In Wales, the Lib Dems hold only three seats, and one of them is as good as lost: Cardiff Central to Labour, especially given the size of its student vote. In Brecon and Radnorshire things will be closer, and Kirsty Williams, the leader of the Welsh part of the Lib Dems, did quite well here against the Conservatives in last year's Welsh Assembly Election. I think they might cling on here, and they almost certainly will in Ceredigion, given Plaid Cymru's rather watery performance in the polls.

The Lib Dems in Scotland have long held many more seats - eleven at the last count. Here I think they are in real trouble, and they're likely to lose Edinburgh West, Dunbartonshire East, (probably) Argyll and Bute and Inverness to Labour, Aberdeenshire West and Kinkardine to the Conservatives (given how far their vote will fall), Gordon and (possibly) Caithness, Sutherland and Easter Ross to the Scottish Nationalists. There's precedent for this. The party's performance in the Scottish Parliament Elections in 2011 was abysmal, and more recent polls have seen no evidence of a recovery at all. Getting into bed with a Conservative Party that is basically now anathema to Scottish national political culture might well lead to a long, slow and lingering death for the Lib Dems north of Berwick and Carlisle, and they know it. Losing seven of their eleven seats in Scotland sounds like getting away lightly in this context.
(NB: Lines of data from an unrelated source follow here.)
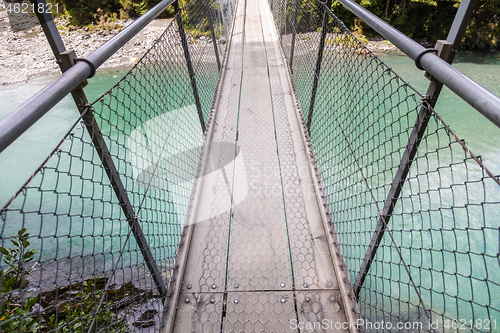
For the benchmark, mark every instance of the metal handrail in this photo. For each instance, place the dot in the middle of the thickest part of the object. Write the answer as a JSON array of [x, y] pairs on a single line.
[[484, 101], [19, 120]]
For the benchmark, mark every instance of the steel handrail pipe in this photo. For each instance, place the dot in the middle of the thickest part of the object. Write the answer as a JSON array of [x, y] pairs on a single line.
[[20, 119], [484, 101]]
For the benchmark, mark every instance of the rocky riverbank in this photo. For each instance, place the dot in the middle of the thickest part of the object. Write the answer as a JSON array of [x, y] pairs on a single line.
[[26, 54]]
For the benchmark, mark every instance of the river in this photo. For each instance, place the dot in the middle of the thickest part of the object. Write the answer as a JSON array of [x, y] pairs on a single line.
[[23, 157]]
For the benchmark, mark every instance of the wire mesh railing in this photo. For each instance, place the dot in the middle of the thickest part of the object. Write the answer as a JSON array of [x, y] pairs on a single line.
[[422, 252], [88, 244]]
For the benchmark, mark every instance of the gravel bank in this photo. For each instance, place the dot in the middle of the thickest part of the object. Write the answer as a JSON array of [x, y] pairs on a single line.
[[26, 54]]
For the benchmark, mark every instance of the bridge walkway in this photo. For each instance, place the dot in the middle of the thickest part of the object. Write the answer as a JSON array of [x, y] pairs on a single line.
[[258, 256]]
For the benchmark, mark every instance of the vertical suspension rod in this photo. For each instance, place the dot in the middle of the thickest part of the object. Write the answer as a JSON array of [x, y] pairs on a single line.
[[454, 38], [294, 32], [319, 59]]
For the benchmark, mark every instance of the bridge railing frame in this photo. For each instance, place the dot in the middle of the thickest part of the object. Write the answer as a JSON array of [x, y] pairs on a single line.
[[436, 63]]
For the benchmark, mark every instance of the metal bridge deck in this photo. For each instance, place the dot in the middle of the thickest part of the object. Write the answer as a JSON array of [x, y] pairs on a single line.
[[258, 256]]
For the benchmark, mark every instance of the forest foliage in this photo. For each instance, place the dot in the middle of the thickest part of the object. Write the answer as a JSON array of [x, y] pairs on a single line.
[[423, 20]]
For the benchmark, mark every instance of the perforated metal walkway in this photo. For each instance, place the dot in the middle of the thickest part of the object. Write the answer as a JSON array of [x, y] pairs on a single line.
[[258, 258]]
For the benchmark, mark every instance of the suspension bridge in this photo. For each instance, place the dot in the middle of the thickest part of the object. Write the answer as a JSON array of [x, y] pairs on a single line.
[[258, 170]]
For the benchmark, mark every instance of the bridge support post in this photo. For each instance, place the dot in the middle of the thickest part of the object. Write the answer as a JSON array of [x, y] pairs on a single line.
[[187, 56], [454, 38], [319, 59], [294, 32], [214, 38], [66, 59]]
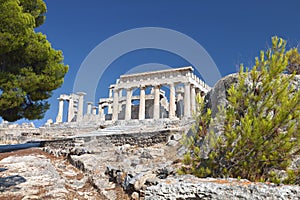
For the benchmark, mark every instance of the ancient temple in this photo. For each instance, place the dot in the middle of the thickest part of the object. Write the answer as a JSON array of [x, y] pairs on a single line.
[[152, 95]]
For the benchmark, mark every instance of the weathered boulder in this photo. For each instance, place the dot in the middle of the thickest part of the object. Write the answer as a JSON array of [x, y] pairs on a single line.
[[189, 187]]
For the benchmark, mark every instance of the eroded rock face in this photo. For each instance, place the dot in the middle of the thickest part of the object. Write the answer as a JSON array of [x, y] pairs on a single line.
[[34, 174], [189, 187]]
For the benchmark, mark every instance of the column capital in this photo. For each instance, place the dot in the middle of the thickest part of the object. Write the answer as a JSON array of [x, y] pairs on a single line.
[[155, 85], [81, 93]]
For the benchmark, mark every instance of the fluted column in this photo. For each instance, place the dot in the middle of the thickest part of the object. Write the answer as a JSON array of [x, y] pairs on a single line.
[[89, 107], [156, 102], [60, 110], [109, 107], [128, 104], [101, 113], [187, 100], [115, 105], [71, 108], [193, 99], [172, 105], [142, 103], [80, 105], [94, 110]]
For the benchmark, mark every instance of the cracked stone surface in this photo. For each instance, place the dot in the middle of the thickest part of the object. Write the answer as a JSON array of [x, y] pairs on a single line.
[[34, 174]]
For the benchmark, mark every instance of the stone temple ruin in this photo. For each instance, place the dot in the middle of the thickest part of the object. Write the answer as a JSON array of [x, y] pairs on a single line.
[[140, 96]]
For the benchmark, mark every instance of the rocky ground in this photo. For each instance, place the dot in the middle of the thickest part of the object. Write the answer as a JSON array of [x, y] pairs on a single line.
[[34, 174]]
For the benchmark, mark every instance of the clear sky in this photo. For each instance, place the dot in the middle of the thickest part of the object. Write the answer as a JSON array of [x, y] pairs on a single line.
[[232, 32]]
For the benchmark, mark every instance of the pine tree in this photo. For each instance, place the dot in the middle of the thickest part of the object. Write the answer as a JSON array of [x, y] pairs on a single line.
[[30, 69], [261, 130]]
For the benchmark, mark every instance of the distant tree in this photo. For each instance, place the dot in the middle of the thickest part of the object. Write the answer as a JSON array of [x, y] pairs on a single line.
[[261, 125], [30, 69]]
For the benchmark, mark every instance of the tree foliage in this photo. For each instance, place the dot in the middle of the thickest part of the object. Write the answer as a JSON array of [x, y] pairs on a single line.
[[260, 124], [30, 69], [293, 61]]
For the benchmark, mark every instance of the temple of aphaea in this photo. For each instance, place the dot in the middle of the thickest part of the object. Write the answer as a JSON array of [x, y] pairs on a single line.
[[159, 94]]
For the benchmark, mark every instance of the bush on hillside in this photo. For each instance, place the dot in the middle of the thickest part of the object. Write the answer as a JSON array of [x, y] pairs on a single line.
[[260, 125]]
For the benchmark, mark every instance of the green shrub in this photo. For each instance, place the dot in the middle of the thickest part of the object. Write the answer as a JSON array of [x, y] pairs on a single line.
[[260, 125]]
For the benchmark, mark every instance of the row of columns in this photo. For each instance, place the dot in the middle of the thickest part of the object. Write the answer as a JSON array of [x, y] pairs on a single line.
[[189, 102], [72, 99]]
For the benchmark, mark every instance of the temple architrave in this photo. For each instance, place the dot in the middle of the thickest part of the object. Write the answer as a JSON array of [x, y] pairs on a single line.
[[154, 95]]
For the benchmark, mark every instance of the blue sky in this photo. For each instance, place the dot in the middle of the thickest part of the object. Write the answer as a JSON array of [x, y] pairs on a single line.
[[232, 32]]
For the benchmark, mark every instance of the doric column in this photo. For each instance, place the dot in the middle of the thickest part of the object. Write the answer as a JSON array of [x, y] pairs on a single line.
[[101, 113], [128, 104], [89, 107], [115, 105], [156, 103], [142, 103], [110, 92], [71, 108], [187, 100], [59, 117], [94, 110], [193, 99], [109, 108], [172, 105], [80, 106]]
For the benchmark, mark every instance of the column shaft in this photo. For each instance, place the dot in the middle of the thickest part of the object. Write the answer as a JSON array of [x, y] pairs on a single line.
[[71, 110], [89, 108], [156, 107], [59, 117], [101, 113], [80, 106], [115, 106], [187, 100], [128, 104], [142, 104], [172, 105], [193, 99]]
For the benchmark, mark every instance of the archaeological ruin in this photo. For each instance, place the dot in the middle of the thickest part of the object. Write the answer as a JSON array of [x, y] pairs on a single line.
[[154, 95]]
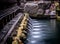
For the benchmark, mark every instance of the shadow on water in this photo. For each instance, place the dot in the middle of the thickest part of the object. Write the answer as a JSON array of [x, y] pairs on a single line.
[[49, 35]]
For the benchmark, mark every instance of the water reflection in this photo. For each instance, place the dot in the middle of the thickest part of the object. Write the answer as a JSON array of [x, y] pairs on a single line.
[[44, 32]]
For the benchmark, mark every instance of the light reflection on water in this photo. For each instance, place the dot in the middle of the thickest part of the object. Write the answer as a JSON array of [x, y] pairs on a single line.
[[47, 34]]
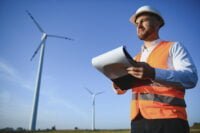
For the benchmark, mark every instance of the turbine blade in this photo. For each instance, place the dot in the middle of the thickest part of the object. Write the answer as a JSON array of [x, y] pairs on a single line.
[[89, 91], [62, 37], [36, 51], [36, 23]]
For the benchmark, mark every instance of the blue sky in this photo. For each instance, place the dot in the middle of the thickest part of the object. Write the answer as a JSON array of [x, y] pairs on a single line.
[[97, 26]]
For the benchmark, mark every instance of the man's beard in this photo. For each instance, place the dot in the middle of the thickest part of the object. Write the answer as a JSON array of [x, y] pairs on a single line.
[[145, 34]]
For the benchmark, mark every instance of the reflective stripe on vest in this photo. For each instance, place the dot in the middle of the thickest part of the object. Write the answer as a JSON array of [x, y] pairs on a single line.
[[162, 99], [156, 100]]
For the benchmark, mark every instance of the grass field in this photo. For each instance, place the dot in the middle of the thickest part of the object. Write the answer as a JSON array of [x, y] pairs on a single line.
[[100, 131]]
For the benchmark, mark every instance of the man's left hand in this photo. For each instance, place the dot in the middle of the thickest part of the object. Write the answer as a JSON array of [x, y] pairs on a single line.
[[142, 71]]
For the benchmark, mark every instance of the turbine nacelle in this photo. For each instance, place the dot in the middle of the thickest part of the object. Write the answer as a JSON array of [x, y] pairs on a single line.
[[44, 36]]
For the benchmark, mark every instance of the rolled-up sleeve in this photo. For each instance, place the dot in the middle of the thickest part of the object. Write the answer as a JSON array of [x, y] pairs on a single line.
[[183, 72]]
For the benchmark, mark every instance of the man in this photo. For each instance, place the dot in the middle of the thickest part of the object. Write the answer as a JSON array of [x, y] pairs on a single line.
[[159, 107]]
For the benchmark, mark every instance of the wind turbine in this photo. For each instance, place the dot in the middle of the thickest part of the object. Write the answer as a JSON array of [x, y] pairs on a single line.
[[93, 105], [40, 47]]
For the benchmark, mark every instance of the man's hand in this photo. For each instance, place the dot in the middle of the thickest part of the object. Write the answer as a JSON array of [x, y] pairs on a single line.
[[142, 71]]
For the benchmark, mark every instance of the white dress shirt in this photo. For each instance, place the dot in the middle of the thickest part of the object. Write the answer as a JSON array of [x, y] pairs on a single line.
[[182, 71]]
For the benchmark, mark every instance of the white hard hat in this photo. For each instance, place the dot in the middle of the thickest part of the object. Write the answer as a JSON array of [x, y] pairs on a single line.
[[146, 9]]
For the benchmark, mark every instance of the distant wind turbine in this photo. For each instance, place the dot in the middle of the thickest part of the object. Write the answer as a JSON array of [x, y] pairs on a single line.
[[93, 105], [40, 47]]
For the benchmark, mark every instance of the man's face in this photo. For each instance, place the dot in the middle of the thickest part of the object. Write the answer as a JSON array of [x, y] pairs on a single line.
[[147, 27]]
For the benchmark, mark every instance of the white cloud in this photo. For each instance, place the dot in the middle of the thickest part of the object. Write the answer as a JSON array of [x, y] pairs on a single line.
[[9, 73]]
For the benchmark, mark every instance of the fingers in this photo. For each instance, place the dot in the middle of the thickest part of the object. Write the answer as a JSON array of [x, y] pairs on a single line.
[[137, 72]]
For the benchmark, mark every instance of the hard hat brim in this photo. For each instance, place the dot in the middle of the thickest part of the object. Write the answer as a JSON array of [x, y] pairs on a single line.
[[134, 17]]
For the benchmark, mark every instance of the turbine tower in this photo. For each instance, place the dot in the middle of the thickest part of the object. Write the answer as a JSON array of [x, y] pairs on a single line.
[[93, 105], [40, 47]]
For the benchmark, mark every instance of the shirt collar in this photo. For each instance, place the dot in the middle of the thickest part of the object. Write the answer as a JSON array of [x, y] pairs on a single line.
[[153, 45]]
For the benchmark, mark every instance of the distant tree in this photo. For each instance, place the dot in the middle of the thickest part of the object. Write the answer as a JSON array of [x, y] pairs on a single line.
[[20, 129]]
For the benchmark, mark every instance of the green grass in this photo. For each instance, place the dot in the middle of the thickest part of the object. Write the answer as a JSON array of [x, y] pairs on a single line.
[[85, 131]]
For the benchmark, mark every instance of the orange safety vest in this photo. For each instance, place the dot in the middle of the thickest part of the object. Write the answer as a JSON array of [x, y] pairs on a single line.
[[158, 101]]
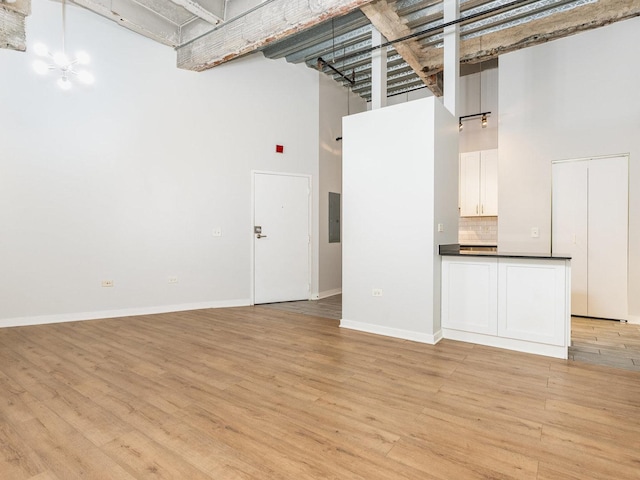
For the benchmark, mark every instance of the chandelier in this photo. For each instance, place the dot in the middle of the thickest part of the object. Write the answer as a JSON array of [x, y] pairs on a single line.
[[60, 62]]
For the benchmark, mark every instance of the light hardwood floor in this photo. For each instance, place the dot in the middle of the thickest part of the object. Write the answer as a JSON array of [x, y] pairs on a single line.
[[257, 393], [605, 342], [596, 341]]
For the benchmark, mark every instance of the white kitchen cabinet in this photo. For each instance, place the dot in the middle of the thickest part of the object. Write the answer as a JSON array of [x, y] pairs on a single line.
[[469, 294], [532, 304], [479, 183], [519, 303]]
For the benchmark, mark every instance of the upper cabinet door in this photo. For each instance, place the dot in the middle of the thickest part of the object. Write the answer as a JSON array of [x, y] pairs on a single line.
[[479, 184], [470, 184], [489, 183]]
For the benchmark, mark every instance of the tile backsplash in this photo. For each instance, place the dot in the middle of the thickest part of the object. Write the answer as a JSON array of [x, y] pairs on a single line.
[[478, 230]]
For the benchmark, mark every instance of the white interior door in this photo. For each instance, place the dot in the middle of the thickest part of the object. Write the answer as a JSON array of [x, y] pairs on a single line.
[[569, 226], [608, 237], [282, 245], [590, 222]]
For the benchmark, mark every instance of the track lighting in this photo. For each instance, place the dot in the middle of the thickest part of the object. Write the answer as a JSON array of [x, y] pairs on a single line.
[[483, 119]]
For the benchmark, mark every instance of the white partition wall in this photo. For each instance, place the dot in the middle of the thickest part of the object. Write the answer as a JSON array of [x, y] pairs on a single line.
[[555, 105], [400, 174]]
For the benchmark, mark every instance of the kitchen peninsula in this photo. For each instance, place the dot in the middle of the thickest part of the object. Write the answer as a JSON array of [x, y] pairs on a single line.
[[515, 301]]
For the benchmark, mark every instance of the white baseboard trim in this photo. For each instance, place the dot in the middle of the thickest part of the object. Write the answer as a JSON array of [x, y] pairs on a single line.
[[391, 332], [507, 343], [329, 293], [126, 312], [633, 319]]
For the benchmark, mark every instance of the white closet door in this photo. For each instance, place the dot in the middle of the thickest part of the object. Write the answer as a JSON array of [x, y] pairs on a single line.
[[608, 237], [569, 226]]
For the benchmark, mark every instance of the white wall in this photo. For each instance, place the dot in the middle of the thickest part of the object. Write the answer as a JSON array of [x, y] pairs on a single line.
[[570, 98], [126, 180], [392, 205], [335, 102], [479, 93]]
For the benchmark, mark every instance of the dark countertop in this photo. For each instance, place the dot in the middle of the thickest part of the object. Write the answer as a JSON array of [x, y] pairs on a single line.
[[454, 250]]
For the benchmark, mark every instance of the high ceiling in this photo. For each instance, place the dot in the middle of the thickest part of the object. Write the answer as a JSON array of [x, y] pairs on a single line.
[[206, 33]]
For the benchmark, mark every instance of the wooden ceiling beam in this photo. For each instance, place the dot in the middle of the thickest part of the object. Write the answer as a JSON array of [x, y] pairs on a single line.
[[259, 27], [384, 17], [136, 18], [579, 19], [213, 14], [12, 24]]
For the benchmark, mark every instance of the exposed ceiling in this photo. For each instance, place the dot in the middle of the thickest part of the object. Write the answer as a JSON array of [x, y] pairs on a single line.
[[206, 33]]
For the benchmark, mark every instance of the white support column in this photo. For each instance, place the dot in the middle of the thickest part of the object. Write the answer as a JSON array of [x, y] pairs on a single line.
[[451, 56], [378, 71]]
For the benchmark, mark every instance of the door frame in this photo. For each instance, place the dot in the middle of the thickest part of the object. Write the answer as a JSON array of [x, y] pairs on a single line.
[[252, 254], [626, 155]]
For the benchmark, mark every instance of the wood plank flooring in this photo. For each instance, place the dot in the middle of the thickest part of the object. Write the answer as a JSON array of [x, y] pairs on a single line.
[[605, 342], [258, 393], [595, 341]]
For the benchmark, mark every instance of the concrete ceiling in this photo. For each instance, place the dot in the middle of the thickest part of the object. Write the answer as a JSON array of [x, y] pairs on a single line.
[[206, 33]]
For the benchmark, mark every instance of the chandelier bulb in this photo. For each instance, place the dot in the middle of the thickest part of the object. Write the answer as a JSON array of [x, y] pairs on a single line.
[[61, 59], [64, 83], [85, 77], [41, 67], [41, 49], [83, 57]]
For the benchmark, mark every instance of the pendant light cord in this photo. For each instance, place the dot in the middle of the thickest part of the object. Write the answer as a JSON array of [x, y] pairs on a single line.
[[64, 4]]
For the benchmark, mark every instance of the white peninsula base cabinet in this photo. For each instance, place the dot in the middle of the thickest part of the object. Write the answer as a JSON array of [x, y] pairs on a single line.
[[515, 302]]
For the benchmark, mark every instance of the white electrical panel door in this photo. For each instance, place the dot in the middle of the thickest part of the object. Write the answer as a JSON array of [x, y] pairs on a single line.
[[608, 224], [569, 226], [489, 183], [470, 184]]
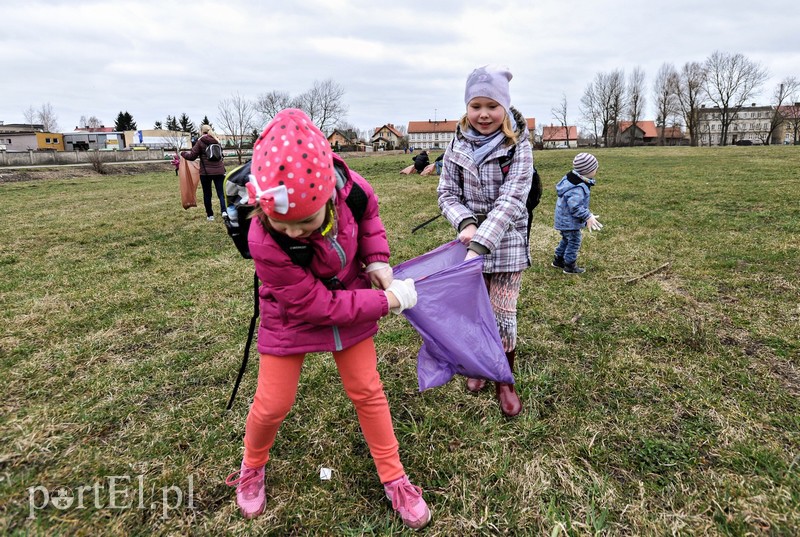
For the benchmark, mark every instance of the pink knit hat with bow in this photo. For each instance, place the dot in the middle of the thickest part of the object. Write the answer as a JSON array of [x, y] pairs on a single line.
[[291, 174]]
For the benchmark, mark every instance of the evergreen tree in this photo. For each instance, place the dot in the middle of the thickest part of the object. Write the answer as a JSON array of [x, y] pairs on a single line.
[[172, 124]]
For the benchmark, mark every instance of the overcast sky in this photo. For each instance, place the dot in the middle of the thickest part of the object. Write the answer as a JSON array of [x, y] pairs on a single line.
[[397, 61]]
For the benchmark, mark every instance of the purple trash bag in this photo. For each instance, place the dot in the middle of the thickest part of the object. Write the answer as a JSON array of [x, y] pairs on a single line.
[[454, 317]]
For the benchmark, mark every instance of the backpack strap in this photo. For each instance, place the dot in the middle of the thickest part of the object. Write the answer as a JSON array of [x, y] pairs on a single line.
[[505, 162], [302, 253]]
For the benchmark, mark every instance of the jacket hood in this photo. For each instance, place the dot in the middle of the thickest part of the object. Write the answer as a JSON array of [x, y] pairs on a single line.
[[517, 120], [565, 185]]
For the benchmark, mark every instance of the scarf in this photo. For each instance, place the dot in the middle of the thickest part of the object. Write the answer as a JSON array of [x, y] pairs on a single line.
[[482, 144]]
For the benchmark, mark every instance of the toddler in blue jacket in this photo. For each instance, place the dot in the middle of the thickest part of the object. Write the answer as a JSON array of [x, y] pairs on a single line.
[[572, 211]]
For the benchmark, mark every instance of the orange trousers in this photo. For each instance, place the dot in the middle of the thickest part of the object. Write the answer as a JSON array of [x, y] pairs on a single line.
[[277, 388]]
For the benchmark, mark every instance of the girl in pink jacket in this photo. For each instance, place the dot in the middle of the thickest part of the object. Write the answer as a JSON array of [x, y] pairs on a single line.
[[329, 305]]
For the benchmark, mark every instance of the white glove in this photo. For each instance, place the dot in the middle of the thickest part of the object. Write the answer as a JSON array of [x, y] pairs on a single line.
[[593, 224], [405, 293], [380, 274]]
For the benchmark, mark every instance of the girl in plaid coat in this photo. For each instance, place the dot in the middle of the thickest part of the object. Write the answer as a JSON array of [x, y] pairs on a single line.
[[487, 206]]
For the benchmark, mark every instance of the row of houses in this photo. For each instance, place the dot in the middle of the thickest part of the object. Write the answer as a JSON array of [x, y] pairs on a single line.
[[751, 125], [26, 137]]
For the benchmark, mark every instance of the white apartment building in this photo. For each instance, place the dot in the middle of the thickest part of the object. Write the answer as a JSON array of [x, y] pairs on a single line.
[[751, 123]]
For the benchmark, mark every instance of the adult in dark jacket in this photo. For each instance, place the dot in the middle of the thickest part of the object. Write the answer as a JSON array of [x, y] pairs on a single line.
[[209, 171], [420, 161]]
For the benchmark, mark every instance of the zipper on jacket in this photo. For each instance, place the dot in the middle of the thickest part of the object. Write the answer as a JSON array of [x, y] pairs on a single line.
[[337, 340], [339, 251]]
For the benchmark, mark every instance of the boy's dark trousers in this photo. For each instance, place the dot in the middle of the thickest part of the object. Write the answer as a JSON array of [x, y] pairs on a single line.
[[570, 243]]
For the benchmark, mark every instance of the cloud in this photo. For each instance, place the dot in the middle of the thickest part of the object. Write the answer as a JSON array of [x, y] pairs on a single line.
[[397, 62]]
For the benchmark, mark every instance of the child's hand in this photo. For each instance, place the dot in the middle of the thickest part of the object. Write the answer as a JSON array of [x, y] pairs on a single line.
[[593, 224], [401, 295], [380, 274], [466, 234]]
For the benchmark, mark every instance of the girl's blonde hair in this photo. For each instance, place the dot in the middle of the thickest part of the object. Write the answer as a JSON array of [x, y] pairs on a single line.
[[206, 129], [330, 216], [507, 127]]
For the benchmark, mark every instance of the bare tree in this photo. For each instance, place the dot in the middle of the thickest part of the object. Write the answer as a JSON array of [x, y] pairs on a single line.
[[267, 105], [48, 118], [665, 90], [784, 93], [323, 104], [560, 115], [30, 115], [731, 80], [690, 97], [636, 100], [175, 139], [237, 120], [590, 110]]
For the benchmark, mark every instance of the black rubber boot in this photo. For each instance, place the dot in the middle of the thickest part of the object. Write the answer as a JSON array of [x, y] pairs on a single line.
[[510, 405], [573, 268]]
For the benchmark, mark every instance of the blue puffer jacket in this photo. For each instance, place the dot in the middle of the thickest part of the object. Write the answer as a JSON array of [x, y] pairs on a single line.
[[572, 205]]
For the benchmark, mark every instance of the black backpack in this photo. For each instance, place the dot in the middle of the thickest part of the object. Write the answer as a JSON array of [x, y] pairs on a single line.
[[534, 195], [213, 152], [300, 253]]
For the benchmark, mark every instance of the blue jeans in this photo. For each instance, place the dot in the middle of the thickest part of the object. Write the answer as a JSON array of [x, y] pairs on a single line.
[[569, 245]]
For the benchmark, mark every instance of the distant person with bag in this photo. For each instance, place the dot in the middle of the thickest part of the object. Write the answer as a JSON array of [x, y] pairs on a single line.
[[328, 306], [572, 212], [487, 204], [212, 169]]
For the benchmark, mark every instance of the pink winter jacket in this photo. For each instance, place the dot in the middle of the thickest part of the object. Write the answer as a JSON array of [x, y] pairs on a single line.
[[298, 313]]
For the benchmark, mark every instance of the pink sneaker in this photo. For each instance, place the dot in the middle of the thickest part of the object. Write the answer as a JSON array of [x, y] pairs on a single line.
[[250, 495], [407, 501]]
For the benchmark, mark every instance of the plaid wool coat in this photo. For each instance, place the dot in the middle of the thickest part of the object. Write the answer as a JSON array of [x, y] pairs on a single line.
[[468, 191]]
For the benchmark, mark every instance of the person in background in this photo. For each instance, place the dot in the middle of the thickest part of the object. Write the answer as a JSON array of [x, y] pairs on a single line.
[[420, 161], [572, 212], [176, 161], [487, 206], [210, 172], [328, 306]]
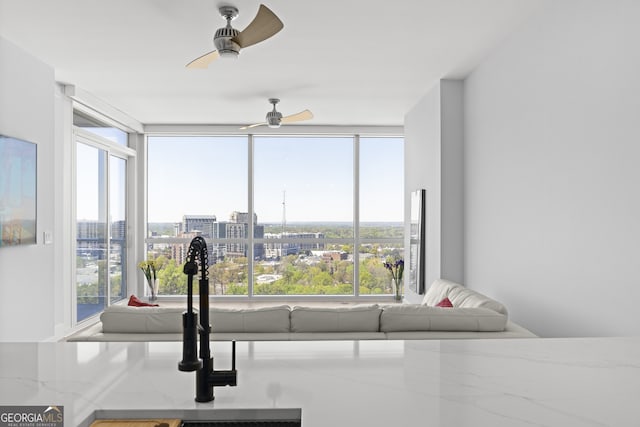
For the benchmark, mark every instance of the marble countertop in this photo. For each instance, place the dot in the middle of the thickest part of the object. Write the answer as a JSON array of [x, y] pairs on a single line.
[[515, 382]]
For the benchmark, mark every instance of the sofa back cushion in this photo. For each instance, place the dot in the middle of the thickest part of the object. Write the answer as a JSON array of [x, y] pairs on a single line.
[[359, 318], [127, 319], [263, 319], [460, 296], [418, 317]]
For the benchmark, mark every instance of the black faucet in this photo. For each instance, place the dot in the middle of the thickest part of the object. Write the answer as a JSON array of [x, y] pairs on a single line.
[[206, 376]]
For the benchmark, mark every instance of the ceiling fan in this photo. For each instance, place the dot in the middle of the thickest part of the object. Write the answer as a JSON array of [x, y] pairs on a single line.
[[228, 41], [274, 118]]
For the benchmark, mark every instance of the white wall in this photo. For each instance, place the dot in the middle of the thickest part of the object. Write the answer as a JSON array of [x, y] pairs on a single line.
[[27, 285], [552, 155], [434, 161]]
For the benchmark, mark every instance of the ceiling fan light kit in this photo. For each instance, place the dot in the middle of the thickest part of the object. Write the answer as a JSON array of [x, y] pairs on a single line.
[[224, 39], [274, 118], [229, 41]]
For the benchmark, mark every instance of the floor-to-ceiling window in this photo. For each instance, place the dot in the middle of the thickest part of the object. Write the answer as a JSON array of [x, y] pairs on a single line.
[[101, 231], [282, 215]]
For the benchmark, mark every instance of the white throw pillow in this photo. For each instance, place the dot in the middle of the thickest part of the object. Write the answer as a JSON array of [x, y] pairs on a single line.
[[460, 296], [263, 319], [128, 319], [417, 317]]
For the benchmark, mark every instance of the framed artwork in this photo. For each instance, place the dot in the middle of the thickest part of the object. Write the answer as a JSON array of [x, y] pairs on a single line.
[[18, 172], [417, 241]]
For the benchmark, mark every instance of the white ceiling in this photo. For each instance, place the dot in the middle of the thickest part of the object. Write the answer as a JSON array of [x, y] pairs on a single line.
[[352, 62]]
So that's a net loss of eight seats in Wales and Scotland: five to Labour, possibly one to the Conservatives, and two to the SNP. Taken together with the losses we predicted in the South West on Friday (eleven), that already sees the party losing nineteen seats in the South West, Wales and Scotland. They only have 57 to lose, by the way.

Wales and Scotland have long been the fortresses of a muscular and dissenting liberalism - even in the Liberals' darkest days. Now they look likely to almost entirely reject the party that's represented their national hopes (without being too Nationalist with a capital 'N') for so many decades. What a doleful prospect.